US 11,967,175 B2
Facial expression recognition method and system combined with attention mechanism
Sannyuya Liu, Hubei (CN); Zongkai Yang, Hubei (CN); Xiaoliang Zhu, Hubei (CN); Zhicheng Dai, Hubei (CN); and Liang Zhao, Hubei (CN)
Assigned to CENTRAL CHINA NORMAL UNIVERSITY, Hubei (CN)
Filed by CENTRAL CHINA NORMAL UNIVERSITY, Hubei (CN)
Filed on May 23, 2023, as Appl. No. 18/322,517.
Application 18/322,517 is a continuation in part of application No. PCT/CN2021/128102, filed on Nov. 2, 2021.
Claims priority of application No. 202011325980.4 (CN), filed on Nov. 24, 2020.
Prior Publication US 2023/0298382 A1, Sep. 21, 2023
Int. Cl. G06K 9/00 (2022.01); G06V 10/24 (2022.01); G06V 10/62 (2022.01); G06V 10/77 (2022.01); G06V 10/80 (2022.01); G06V 10/82 (2022.01); G06V 20/40 (2022.01); G06V 40/16 (2022.01); G06V 10/774 (2022.01)

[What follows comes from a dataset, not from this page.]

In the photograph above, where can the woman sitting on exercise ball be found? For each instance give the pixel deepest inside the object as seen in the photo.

CPC G06V 40/165 (2022.01) [G06V 10/247 (2022.01); G06V 10/62 (2022.01); G06V 10/7715 (2022.01); G06V 10/806 (2022.01); G06V 10/82 (2022.01); G06V 20/41 (2022.01); G06V 40/171 (2022.01); G06V 40/174 (2022.01); G06V 10/774 (2022.01)] 6 Claims
OG exemplary drawing
 
1. A facial expression recognition method combined with an attention mechanism, comprising following steps:
detecting a face comprised in each of video frames in a video sequence, and extracting a corresponding facial region of interest (ROI), so as to obtain a facial picture in each of the video frames;
correcting the facial picture in each of the video frames on the basis of location information of a facial feature point of the facial picture in each of the video frames, so that the facial picture in each of the video frames is aligned relative to a plane rectangular coordinate system;
inputting the aligned facial picture in each of the video frames of the video sequence into a residual neural network, and extracting a spatial feature of a facial expression corresponding to the facial picture;
calculating a feature weight of the facial expression through an attention mechanism using the spatial feature of the facial expression extracted from the video sequence, a weight higher than a threshold is assigned to an ROI of a facial expression change and a weight lower than the threshold is assigned to a region irrelevant to the facial expression change to correlate feature information of the facial expression between the video frames, a dependency relationship of the facial expression between the adjacent video frames is extracted, and irrelevant interference features are eliminated to acquire a fused feature of the facial expression;
inputting the fused feature of the facial expression acquired from the video sequence into a recurrent neural network, and extracting a temporal feature of the facial expression;
inputting the temporal feature of the facial expression extracted from the video sequence into a fully connected layer, and classifying and recognizing the facial expression in a video based on a facial expression template pre-stored in the fully connected layer.